Adam: They’re giving strength through monetary means instead of strength through, y’know, having a vibrant community. All that stuff has gone. Before too long it’s going to be tourists and private companies - all the culture will be gone. It will be like Paris, everyone living on the outskirts of London.
That makes me think about The Queens Head getting sold off to make way for another Foxtons or something.
Lias: Yeah, anything good gets moved on. But [referring to Adam], in any area you’re going to need people to clean fucking toilets. They’re working there; and they should be able to kick around there too.
Right, you shouldn’t have to travel 40 minutes to wipe up some rich guy's skid marks.
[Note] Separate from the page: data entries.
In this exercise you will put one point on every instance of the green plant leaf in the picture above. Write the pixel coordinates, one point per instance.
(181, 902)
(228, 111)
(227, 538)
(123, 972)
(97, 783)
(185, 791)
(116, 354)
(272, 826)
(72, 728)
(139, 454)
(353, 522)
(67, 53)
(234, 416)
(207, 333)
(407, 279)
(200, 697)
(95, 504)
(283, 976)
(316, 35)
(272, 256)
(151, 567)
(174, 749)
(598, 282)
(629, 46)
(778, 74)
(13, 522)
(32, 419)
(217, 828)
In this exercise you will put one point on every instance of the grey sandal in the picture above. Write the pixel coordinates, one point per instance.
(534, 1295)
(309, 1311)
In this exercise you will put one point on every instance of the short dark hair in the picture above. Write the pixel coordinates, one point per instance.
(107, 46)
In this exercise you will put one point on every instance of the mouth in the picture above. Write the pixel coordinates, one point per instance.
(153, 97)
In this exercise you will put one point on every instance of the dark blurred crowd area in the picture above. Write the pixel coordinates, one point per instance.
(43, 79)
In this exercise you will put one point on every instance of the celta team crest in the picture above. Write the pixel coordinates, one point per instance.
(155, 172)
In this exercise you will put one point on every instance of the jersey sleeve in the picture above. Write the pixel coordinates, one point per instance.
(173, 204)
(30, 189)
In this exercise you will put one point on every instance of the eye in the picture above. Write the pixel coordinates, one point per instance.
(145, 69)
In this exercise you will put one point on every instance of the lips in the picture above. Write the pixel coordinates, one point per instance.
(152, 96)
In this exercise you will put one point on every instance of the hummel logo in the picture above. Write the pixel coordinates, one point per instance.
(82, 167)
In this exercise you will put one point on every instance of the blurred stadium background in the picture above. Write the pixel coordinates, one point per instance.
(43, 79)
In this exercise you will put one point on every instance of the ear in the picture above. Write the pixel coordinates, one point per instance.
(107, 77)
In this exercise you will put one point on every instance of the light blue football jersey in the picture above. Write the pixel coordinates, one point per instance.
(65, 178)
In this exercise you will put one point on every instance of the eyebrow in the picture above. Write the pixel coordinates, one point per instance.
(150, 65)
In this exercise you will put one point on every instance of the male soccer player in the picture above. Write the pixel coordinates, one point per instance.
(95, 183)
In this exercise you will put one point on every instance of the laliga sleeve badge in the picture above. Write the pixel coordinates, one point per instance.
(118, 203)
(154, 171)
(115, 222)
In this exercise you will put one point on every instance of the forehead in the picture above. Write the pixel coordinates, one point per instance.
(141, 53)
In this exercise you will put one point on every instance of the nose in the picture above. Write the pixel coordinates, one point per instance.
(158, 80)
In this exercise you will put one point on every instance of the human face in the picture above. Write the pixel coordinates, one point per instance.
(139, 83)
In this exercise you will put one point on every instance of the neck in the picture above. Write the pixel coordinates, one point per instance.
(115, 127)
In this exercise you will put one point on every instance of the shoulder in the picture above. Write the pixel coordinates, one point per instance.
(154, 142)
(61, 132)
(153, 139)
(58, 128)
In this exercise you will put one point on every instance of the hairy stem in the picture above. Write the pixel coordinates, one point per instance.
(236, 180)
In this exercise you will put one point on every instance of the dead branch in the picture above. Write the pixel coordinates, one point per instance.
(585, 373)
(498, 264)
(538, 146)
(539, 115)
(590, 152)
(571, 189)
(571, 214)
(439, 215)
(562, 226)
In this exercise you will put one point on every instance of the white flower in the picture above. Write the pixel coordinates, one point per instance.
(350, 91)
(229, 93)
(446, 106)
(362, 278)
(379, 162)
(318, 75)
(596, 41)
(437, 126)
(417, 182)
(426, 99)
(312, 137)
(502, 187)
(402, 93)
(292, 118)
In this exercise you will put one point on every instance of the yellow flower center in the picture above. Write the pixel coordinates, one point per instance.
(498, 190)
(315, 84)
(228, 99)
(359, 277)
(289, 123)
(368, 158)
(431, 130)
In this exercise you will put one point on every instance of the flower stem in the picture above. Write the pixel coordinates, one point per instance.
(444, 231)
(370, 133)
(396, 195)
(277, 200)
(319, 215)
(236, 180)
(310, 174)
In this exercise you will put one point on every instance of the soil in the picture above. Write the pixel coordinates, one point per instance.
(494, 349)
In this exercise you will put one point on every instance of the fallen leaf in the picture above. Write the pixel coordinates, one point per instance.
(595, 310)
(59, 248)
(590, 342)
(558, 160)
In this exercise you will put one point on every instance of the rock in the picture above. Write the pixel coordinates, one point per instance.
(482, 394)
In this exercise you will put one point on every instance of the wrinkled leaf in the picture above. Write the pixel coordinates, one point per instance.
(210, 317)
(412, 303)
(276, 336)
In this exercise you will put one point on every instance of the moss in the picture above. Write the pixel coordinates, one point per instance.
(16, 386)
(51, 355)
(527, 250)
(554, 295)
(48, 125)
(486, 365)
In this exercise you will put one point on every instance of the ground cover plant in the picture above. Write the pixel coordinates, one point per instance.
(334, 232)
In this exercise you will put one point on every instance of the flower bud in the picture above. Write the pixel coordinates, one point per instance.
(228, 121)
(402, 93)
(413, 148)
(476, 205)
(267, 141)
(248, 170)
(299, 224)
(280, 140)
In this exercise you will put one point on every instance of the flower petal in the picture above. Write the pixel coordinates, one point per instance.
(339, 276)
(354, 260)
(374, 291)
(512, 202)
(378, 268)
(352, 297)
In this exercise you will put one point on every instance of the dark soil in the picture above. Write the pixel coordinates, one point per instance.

Lias: You should be able to live somewhere nearby that is affordable. There should be a difference in people, and class, and wealth, living together, as opposed to dividing them as much as possible. They’re encouraging, actively encouraging, people to be afraid and wary of each other. Everybody that is skint thinks everyone over there is a cunt that is trying to rip them off. And everybody over there thinks they’re benefits scroungers. But in fact the problem is that they come from the same place—it’s ugly.
I am often too tired to care about the real world—my political indifference comes more from being too exhausted that nothing will change rather than apathy. And if that's how I feel about politics, I've even less enthusiasm to dispute something as awkwardly convoluted as rock'n'roll. But Fat White Family, however inadvertently, remind me we're being fucked over on both fronts. You don't have to agree with them, you don't have to agree with their politics—but they do hold a purpose.
Bands like this can help save pubs, keep people squatting above them, and make people feel something. They may joke around, appearing naked in their press photos, but they're also fiercely involved with what's happening in the world, and how our country is being fucked in every single saggy cavity. This is why they're important. The other bands are just like the others, looking down and mocking you, standing on a pedestal made from ill-gotten banknotes and back issues of the NME.